Structurally, the sixth season will mirror the previous five, with nine hour-long episodes and a two-hour Christmas special for the finale.
Neame said that he and creator Julian Fellowes have been stunned by the show's success, especially in the States, and that the decision to wrap up after Season 6 was a joint one among Neame, Fellowes and the cast. "It would be very tempting, very easy, to go for another year or beyond that, but it doesn't feel right for any of us," he said.
Neither ITV in the U.K. nor PBS in the U.S. expressed a desire for the show to come to an end, he added, and a slight decline in ratings in the U.K. last season did not have an impact either. "There's no show on television that gets canceled because it has 10.5 million viewers," Neame pointed out.
The producers "couldn't rule out" doing a spin-off, according to Neame, but there are no plans currently in place. A Downton Abbey movie, however, seems more promising. "We would be very interested in that. It is definitely something that we're contemplating," Neame said of a film adaptation. "But I can't confirm that it's definitely going to happen."
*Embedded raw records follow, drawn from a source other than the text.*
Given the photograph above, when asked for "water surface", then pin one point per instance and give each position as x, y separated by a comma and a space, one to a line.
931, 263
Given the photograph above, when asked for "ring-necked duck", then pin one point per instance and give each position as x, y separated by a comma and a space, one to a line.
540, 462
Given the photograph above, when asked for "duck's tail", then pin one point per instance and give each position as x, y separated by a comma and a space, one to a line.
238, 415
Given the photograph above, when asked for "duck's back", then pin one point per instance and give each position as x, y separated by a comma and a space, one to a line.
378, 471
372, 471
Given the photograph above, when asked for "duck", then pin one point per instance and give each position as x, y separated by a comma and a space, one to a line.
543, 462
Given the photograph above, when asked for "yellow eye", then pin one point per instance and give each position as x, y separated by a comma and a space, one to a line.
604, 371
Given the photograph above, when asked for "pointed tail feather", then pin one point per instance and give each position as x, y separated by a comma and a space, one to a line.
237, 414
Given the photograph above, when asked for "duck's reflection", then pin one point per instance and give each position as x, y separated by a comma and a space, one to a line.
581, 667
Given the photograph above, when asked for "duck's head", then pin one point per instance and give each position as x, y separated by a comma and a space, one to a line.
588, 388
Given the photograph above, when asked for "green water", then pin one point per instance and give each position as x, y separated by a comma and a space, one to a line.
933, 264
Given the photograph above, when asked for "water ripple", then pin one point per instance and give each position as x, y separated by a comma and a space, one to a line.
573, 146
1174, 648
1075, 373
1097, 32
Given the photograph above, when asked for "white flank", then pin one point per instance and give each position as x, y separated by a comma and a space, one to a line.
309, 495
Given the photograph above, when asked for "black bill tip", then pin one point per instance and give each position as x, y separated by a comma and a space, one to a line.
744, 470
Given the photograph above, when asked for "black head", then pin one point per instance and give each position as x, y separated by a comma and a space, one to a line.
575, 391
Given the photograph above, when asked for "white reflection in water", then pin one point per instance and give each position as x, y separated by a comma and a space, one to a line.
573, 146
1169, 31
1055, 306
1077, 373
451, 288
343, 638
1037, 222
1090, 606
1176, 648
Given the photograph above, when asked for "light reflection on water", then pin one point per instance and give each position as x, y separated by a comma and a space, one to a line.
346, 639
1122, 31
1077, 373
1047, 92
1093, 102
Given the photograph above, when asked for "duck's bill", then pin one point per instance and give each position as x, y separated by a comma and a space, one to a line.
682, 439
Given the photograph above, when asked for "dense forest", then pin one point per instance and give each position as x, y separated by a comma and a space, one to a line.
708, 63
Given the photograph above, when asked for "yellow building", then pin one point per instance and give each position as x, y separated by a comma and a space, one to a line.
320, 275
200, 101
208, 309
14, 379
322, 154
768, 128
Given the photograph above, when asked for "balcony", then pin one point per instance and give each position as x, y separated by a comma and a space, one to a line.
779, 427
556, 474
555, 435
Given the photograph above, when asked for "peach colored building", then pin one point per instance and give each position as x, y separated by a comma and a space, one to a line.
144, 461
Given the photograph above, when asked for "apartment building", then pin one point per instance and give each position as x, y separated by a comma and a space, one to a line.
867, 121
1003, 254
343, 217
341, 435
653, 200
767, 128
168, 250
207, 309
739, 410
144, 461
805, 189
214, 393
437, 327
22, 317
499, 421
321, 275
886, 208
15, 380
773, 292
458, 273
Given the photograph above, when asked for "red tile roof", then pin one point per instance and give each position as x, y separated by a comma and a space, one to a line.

Neame wouldn't comment on any specific plot points for Season 6, but indicated that the narrative will give fans a sense of closure. "Right from the beginning of this show, we have been about the end of a way of life, the end of a particular era of history," he said. "The way of life that we depict that people so enjoy, the idea of the aristocracy and the extraordinary lives that they led, it was all coming to an end, and we've been talking about this through the episodes. ... So we will now in this final season be starting to see how that way of life comes to an end."